Revealed: Nuclear Hazards Lurk in Britain’s Trident Subs via The National Interest

Is the United Kingdom’s nuclear deterrent, the Trident ballistic missile submarine program, worth keeping?

For the British Parliament and much of the media, the problem is mainly the vast amounts of money spent to keep it going. According to the U.K. Ministry of Defense, the program’s total cost is £15-20 billion. Anti-nuclear campaigners give a figure of around £100 billion, give or take. At least, that’s how much it should rack up in costs over its forty-year lifespan.

However, what is less talked about is how both the submarines and the bases that maintain them have suffered from a series of glaring safety mishaps.


Between 2008 and 2013, the Ministry of Defense recorded a total of 316 “nuclear safety incidents.” This overarching categorization includes everything from radioactive contamination to failing to follow standard safety protocols.

Another ministry report released two years prior gave a more detailed breakdown of safety breaches at Faslane. According to its findings, detailed in the Scottish newspaper The Herald, three quarters of the 262 incidents recorded between 2008 and 2012 were due to human error.


The most frightening of these accidents was the loss of power to the “nuclear ring” reactor cooling system of one submarine for 90 minutes. Had power not been restored, such an incident could have had potentially catastrophic consequences resulting in a major nuclear incident.

The dockyard is within walking distance of the city of Plymouth, home to around 250,000 people. Most of these residents would be in danger in the event of a reactor meltdown.

In 2011, a previously classified document authored by the base’s ex-safety regulator Commodore Andrew McFarlane warned that the reactors powering nuclear submarines based at Devonport were possibly unsafe.

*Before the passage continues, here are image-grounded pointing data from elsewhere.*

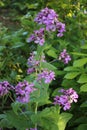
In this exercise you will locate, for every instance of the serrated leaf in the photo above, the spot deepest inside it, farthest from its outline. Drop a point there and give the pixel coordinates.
(80, 62)
(71, 75)
(71, 68)
(48, 66)
(79, 54)
(84, 47)
(83, 88)
(83, 78)
(82, 127)
(63, 119)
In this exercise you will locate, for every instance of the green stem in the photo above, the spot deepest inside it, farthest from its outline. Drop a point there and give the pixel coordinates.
(36, 112)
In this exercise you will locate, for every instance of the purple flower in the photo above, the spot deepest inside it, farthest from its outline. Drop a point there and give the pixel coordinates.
(33, 63)
(61, 28)
(23, 90)
(64, 57)
(48, 76)
(37, 37)
(49, 18)
(5, 87)
(30, 70)
(33, 128)
(69, 96)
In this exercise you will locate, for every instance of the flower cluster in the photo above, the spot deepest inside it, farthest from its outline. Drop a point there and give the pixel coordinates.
(32, 62)
(23, 90)
(32, 129)
(5, 87)
(49, 18)
(37, 37)
(47, 75)
(64, 57)
(69, 96)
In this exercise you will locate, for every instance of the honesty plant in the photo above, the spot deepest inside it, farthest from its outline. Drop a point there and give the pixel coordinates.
(30, 109)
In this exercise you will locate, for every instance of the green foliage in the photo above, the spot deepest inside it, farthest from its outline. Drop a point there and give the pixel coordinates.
(16, 25)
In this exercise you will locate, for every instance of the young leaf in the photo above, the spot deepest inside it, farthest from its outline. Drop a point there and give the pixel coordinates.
(82, 127)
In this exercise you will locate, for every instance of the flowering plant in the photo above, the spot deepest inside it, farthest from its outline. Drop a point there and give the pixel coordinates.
(32, 94)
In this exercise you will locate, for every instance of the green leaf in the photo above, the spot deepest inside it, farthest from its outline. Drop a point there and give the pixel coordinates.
(52, 53)
(80, 62)
(83, 78)
(48, 118)
(83, 88)
(18, 121)
(63, 119)
(82, 127)
(71, 75)
(1, 48)
(41, 95)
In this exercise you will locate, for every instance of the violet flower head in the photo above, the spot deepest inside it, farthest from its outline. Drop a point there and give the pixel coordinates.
(5, 87)
(49, 18)
(33, 128)
(69, 96)
(33, 63)
(61, 28)
(37, 37)
(23, 90)
(48, 76)
(64, 57)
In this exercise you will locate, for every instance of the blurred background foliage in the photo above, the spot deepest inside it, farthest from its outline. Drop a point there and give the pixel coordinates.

All pressurized water reactors are potentially vulnerable to a structural failure of the primary circuit causing rapid boiling off most of the cooling water. This results in the failure of the fuel cladding and the release of highly radioactive fission products outside the reactor core. While further containment provided by the submarine’s hull may contain the majority of the material inside the submarine, some leakage is likely to occur and, in any event, the radioactive “shine” from the submarine poses a significant risk to life to those in close proximity, and a public safety hazard to those out to 1.5 [kilometers] from the submarine.

That would put almost a third of the population of Plymouth in harm’s way in the event of an accident.